I suspect that there are two stages of the crux between these views. The first is whether LLMs are doing “true” reasoning, and the second is whether humans are. I have mostly focused on the first, but to conclude, the second seems important as well—if there’s something called reasoning and humans don’t do it most of the time, and some humans don’t do at all—which some have claimed—then given how much these systems have memorized and their extant competencies, I’m not sure that this form of reasoning is needed for AGI, even if it’s needed for ASI.
Just signal-boosting the obvious references to the second: Sarah Constantin’s Humans Who Are Not Concentrating Are Not General Intelligences and Robin Hanson’s Better Babblers.
It’s unclear to me how much economically-relevant activity is generated by low order correlation-type reasoning, or whatever the right generalisation of “babbling” is here.
Thank you, definitely agree about linking those as relevant.
I think one useful question is whether babbling can work to prune, and it seems the answer from reasoning models is yes.

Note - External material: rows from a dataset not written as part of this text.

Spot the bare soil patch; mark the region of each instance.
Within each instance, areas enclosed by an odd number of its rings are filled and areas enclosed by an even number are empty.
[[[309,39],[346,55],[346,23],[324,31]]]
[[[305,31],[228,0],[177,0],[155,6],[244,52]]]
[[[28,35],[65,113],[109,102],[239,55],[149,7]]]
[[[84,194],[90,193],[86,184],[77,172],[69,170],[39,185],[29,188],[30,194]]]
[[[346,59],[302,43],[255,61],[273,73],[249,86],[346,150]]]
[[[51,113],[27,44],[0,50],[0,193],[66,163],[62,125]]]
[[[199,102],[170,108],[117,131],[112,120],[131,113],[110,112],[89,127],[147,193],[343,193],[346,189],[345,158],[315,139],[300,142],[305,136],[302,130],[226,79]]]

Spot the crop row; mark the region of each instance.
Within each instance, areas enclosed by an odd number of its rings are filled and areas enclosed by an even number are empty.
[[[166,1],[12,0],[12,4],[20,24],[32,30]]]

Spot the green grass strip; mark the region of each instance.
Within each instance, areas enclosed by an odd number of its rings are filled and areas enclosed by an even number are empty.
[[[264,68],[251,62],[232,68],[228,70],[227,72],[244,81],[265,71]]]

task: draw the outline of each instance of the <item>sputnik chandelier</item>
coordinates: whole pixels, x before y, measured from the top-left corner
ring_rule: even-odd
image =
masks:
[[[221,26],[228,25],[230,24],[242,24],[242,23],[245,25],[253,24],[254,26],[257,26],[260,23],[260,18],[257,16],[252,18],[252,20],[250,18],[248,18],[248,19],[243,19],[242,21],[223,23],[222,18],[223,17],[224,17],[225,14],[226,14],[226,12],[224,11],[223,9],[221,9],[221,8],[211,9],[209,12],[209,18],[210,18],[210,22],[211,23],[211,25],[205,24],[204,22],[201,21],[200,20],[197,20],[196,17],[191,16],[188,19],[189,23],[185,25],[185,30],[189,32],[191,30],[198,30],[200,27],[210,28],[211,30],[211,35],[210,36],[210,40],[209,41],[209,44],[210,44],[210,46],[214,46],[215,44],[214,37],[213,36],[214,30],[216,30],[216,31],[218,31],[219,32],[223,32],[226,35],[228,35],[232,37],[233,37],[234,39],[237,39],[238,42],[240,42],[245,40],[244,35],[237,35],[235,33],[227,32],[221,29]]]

My own take is that I’m fairly sympathetic to the “LLMs are already able to get to AGI” view, with the caveat that most of the difference between human and LLM learning where humans are superior than LLMs comes from being able to do meta-learning over long horizons, and we haven’t yet been shown this is possible for LLMs to do purely by scaling compute.
Indeed, I think it’s the entire crux of the scaling hypothesis debate, in whether scale enables meta-learning over longer and longer time periods:
https://www.lesswrong.com/posts/deesrjitvXM4xYGZd/metr-measuring-ai-ability-to-complete-long-tasks#hSkQG2N8rkKXosLEF
An intuition pump you can try is make them sit side by side with an AI and answer questions on text in 1 minute. And check whose answers are better.